Tam da beklediği gibi herkes hoşnutsuz, isyankar bakışlarla bakıyordu kendisine. "İtirazınız olmadığına göre yeni programlarınızı dağıtmakla başlayalım." Dedi yüzsüz bir tavırla elinde ki tükenmez kalemin
düğmesine bastı. Sessiz odada yükselen çıt sesi öğretmenlerin iyice gerginleşmesini sağlarken hepsi idam sırasını bekleyen mahkumlar gibiydi. İstemiyorlardı ama ses de çıkaramıyorlardı çünkü Birkan'ın uyuzluğu ile yüzleşmeye niyetleri yoktu.

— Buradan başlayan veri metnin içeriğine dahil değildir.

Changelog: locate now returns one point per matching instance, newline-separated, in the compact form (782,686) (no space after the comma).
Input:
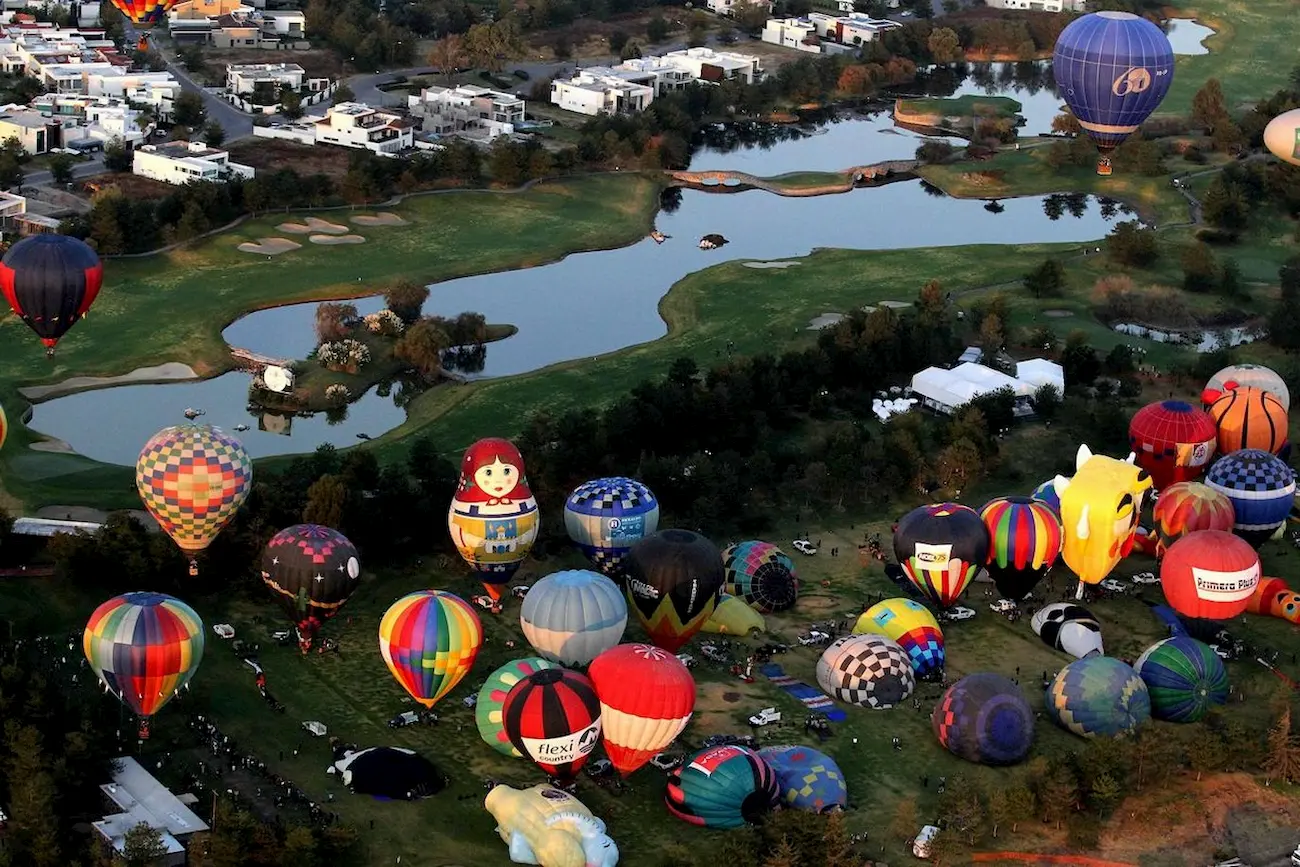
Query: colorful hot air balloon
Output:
(761,575)
(1253,376)
(1187,507)
(911,627)
(311,571)
(493,517)
(870,671)
(492,697)
(723,787)
(606,516)
(1184,679)
(1249,419)
(1282,137)
(940,547)
(984,719)
(646,699)
(1113,69)
(1173,439)
(1025,540)
(572,616)
(553,718)
(1209,575)
(144,647)
(807,780)
(1261,489)
(193,480)
(1097,697)
(674,579)
(51,281)
(429,640)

Zaten odada ki çoğu öğretmen henüz mesleklerinin ilk yıllarında olan kişilerdi. Cesaret edemiyor oluşlarının bir diğer sebebi de buydu.

"İlk olarak din kültüründen başlayalım." Ceketinin cebinde asılı olan gözlüklerini takıp bakışlarını Barış'a çevirdi. Barış ilk kurbanın kendisi olduğunu anlayınca telaşlandı. Buraya Birkan'a az yanaşırım diye heyecanlı heyecanlı gelmişti bunun için gelmemişti! Şu an ki ders programı çok rahattı. Düzenini seviyordu ama anlaşılan bugünden sonra o düzene veda etmek zorundaydı.
"Okulumuza beş din öğretmeni kayıtlı ama tek gelen sensin Barış. Bu ne demek oluyor biliyor musun?"